Increase of ColVI protein in LPS-treated rat lungs. (a) Major changes in the protein composition of the rat lung treated with LPS (15 mg/kg for 24 h) as shown by conventional electrophoresis (SDS-PAGE) and protein staining with Coomassie Brilliant Blue. The arrow indicates the major LPS-responsible protein. (b) Western blot analysis of the rat lung treated with LPS (15 mg/kg for 24 h) to determine the levels of ColVI and ColI. GAPDH was used as a loading control. (c) Ratios of ColVI, ColI, and GAPDH determined using densitometry analysis. Each bar represents the mean ± SE (n = 4). **, p < 0.01 versus control by Student’s t-test.

Table 1.

Tryptic Peptides of the Rat ColVI Observed by MALDI-TOF Analysis

We next performed qPCR analysis to determine whether or not LPS induces the expression of ColVI genes. As shown in Fig. 2, a 2.3- to 9.9-fold induction of the ColVI genes (ColVI alpha 1-3 chains) was observed 24 h after LPS administration. In contrast, the ColI alpha 1 gene showed no induction after LPS treatment. A ribosomal RNA (18S rRNA) was used as the internal control.

Fig. 2.

Activation of ColVI genes. Relative mRNA levels of ColI alpha1 (a), ColVI alpha1 (b), ColVI alpha2 (c), and ColVI alpha3 (d) to GAPDH were analyzed by qPCR. Each graph represents the mean ± SE (n = 4). **, p < 0.05 versus control by Student’s t-test.

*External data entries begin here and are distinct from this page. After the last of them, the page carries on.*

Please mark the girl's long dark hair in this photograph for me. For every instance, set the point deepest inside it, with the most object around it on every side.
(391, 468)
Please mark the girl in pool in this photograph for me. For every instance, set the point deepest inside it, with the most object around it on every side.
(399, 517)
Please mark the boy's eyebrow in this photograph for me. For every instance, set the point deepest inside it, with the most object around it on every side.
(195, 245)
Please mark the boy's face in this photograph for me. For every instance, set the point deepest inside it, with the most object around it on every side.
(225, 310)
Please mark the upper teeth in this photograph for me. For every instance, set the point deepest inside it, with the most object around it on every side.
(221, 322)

There were no histological abnormalities and a faint positive stain of ColVI in control lung tissue (Fig. 3a, c). In contrast, lung tissue treated with LPS revealed prominent hemorrhage and thickening of the alveolar walls, and the presence of neutrophils indicating early inflammation (Fig. 3b). In addition, LPS treatment showed a higher number of ColVI-positive lung cells compared with the control (Fig. 3d). In contrast, there was no increase in α-SMA-positive cells in the LPS-treated rat lung compared with the untreated rats (Fig. 3e, f), suggesting that the upregulation of ColVI occurs before the increase in myofibroblasts during lung fibrosis. Although previous studies indicated that tumor-associated macrophages induce ColVI and promote tumor inflammation[14], only the increase in neutrophils in the LPS-treated rat lung was observed, suggesting that the influence of macrophages may be negligible.

Fig. 3.

Histological analysis of the rat lung treated with or without LPS. (a, b) Representative photographs of HE staining of control (a) and LPS-treated. (b) rats. (c, d) Immunohistochemical analysis of ColVI expression in the lungs of rats treated with LPS (d) and without LPS (c) for 24 h. Scale bars, 50 µm. The inset in (b) indicates infiltrated neutrophils (scale bar: 5 µm), while that in (d) indicates ColVI-positive interstitial space (scale bar: 4 µm). (e, f) Immunohistochemical analysis of α-SMA expression in the lungs of rats treated with LPS (f) and without LPS (e) for 24 h. Scale bars, 30 µm.

In this study, we demonstrated upregulation of ColVI protein and mRNA during the systemic inflammatory response in the rat lung within the first 24 h. This result reinforces a previous study evidencing ColVI deposition at the early stage of fibrosis and suggests that ColVI is being highly expressed in the lung from the time of injury until fibrosis becomes obvious[11]. Histologically, ColVI is upregulated mainly in the pulmonary interstitial space as previously described[10].

ColVI has been reported to induce myofibroblast differentiation in heart tissue, which promotes fibrosis after infarction[16]. However, it is likely that other triggers, such as collagen III deficiency, are also involved[17]. Myofibroblasts produce collagens that mainly make up the ECM in pulmonary fibrosis[18], and so ColVI may have a fundamental role in fibrosis.

Several reports have indicated that tumor-associated macrophages induce ColVI and promote tumor inflammation[15]; however, we did not observe any increase in macrophages under our experimental conditions (Fig. 3b). No induction of ColI proteins and genes was observed after LPS treatment (24 h) (Figs. 1 and 2).

It has been reported that ColVI may be an early phenomenon rather than a late phenomenon in lung fibrosis[11], and to the best of our knowledge, this is the first report on ColVI activation during early stage systemic inflammation in the rat lung. Activation of ColVI appears to be involved in sepsis-mediated lung fibrosis at an early stage.